Download or read book Report and Recommendation of the President to the Board of Directors on a Proposed Loan to the Lao People s Democratic Republic for the Shifting Cultivation Stabilization Pilot Project written by Asian Development Bank and published by . This book was released on 1999 with total page 88 pages. Available in PDF, EPUB and Kindle. Book excerpt:
Download or read book Lao PDR written by Asian Development Bank and published by Asian Development Bank. This book was released on 2017-11-01 with total page 314 pages. Available in PDF, EPUB and Kindle. Book excerpt: The Lao People's Democratic Republic (Lao PDR) has shown remarkable progress by consistently building itself into a market-oriented economy, with economic growth in 1986-2016 averaging around 6.5% per annum. The rapid and sustained growth brought about changes in the structure of output, but did not alter job composition: resource-based products still dominate in industry, low value-added jobs in services, and 65% of the labor force in agriculture. This country diagnostic study provides comprehensive analysis and identifies promising new drivers of growth which the Lao PDR can develop to diversify its production structure and speed up structural transformation.

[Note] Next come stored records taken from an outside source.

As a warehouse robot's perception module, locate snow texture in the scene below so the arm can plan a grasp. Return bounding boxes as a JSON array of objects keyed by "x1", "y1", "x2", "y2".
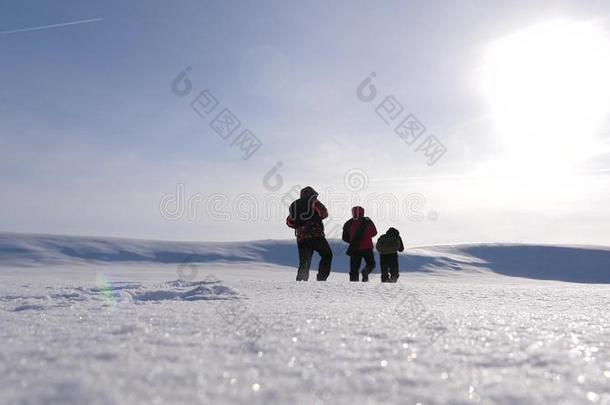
[{"x1": 0, "y1": 230, "x2": 610, "y2": 404}]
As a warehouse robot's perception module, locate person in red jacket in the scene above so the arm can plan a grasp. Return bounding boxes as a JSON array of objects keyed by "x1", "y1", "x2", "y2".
[
  {"x1": 342, "y1": 207, "x2": 377, "y2": 282},
  {"x1": 286, "y1": 186, "x2": 333, "y2": 281}
]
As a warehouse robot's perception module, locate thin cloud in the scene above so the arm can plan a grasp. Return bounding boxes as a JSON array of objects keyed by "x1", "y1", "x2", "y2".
[{"x1": 0, "y1": 18, "x2": 104, "y2": 35}]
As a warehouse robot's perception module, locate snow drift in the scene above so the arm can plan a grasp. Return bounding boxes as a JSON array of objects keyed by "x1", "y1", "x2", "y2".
[{"x1": 0, "y1": 233, "x2": 610, "y2": 284}]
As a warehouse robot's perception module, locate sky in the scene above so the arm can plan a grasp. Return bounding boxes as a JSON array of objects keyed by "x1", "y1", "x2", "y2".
[{"x1": 0, "y1": 0, "x2": 610, "y2": 246}]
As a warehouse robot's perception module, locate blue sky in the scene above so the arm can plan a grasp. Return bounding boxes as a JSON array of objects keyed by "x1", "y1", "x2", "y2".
[{"x1": 0, "y1": 1, "x2": 610, "y2": 244}]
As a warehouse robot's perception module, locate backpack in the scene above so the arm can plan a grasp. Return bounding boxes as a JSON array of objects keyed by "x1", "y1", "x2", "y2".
[
  {"x1": 288, "y1": 198, "x2": 315, "y2": 228},
  {"x1": 375, "y1": 234, "x2": 400, "y2": 255}
]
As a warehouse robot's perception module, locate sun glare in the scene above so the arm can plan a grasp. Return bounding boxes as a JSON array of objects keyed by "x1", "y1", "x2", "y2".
[{"x1": 482, "y1": 21, "x2": 610, "y2": 171}]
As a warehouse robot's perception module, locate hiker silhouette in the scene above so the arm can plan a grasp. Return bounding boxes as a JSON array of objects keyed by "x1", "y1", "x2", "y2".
[
  {"x1": 342, "y1": 207, "x2": 377, "y2": 282},
  {"x1": 286, "y1": 186, "x2": 333, "y2": 281}
]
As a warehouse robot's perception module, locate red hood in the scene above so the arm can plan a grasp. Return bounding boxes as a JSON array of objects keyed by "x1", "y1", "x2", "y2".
[
  {"x1": 352, "y1": 207, "x2": 364, "y2": 218},
  {"x1": 301, "y1": 186, "x2": 318, "y2": 198}
]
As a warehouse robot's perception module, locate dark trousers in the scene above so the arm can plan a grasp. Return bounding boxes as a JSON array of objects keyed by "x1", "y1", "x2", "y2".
[
  {"x1": 379, "y1": 253, "x2": 398, "y2": 282},
  {"x1": 349, "y1": 250, "x2": 375, "y2": 281},
  {"x1": 297, "y1": 237, "x2": 333, "y2": 281}
]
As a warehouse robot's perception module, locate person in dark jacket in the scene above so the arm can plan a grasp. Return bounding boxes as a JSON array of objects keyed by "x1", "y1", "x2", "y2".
[
  {"x1": 375, "y1": 228, "x2": 405, "y2": 283},
  {"x1": 286, "y1": 186, "x2": 333, "y2": 281},
  {"x1": 342, "y1": 207, "x2": 377, "y2": 282}
]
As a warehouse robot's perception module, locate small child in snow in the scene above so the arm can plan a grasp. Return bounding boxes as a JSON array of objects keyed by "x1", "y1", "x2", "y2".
[{"x1": 375, "y1": 228, "x2": 405, "y2": 283}]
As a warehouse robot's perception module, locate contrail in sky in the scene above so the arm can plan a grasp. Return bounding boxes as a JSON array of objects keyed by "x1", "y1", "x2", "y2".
[{"x1": 0, "y1": 18, "x2": 104, "y2": 35}]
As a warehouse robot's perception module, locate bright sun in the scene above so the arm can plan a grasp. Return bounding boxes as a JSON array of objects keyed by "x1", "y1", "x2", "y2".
[{"x1": 482, "y1": 20, "x2": 610, "y2": 170}]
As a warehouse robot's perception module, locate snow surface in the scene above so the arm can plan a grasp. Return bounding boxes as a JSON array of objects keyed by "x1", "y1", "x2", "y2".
[{"x1": 0, "y1": 234, "x2": 610, "y2": 404}]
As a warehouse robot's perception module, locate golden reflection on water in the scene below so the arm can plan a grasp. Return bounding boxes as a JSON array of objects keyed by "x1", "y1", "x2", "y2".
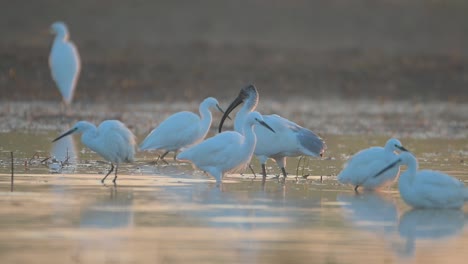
[{"x1": 0, "y1": 136, "x2": 468, "y2": 263}]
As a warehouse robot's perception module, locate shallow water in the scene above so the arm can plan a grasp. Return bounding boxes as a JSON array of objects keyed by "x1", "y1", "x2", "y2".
[{"x1": 0, "y1": 132, "x2": 468, "y2": 263}]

Download or read book Study Report on Wetland Agriculture and Water Management in the Mekong Region written by Food and Agriculture Organization of the United Nations and published by Food & Agriculture Org.. This book was released on 2020-08-01 with total page 96 pages. Available in PDF, EPUB and Kindle. Book excerpt: Under FAO initiative on eco-friendly water management for sustainable wetland agriculture, the Asian Institute of Technology (AIT), as the service provider, prepared the Study Report on Wetland Agriculture and Water Management in Mekong Region study report on wetland agriculture and water management in the Mekong Region for further program formulation. The overall objective is to review the current water management in relation to agriculture and identify the good practices and experiences of water management as a win-win solution for agriculture production and wetland conservation and recommend program formulation on eco-friendly water management for sustainable wetland agriculture. The expected outcome of the overall initiative is sustainable use of wetland to stress both productive and ecological functions of agriculture. The outputs aim to provide the solution as a win-win strategy for wetland and agriculture through eco-friendly water management, which will contribute to the ecological health, function and integrity of the Mekong Wetland Agriculture Ecosystem. Country consultation workshops were conducted for Cambodia, Laos, Thailand, and Vietnam to increase awareness on the issues of sustainable wetland management, and identify the threats, gaps and needs, priorities, and way forward towards sustainable use of wetlands in the Mekong Region.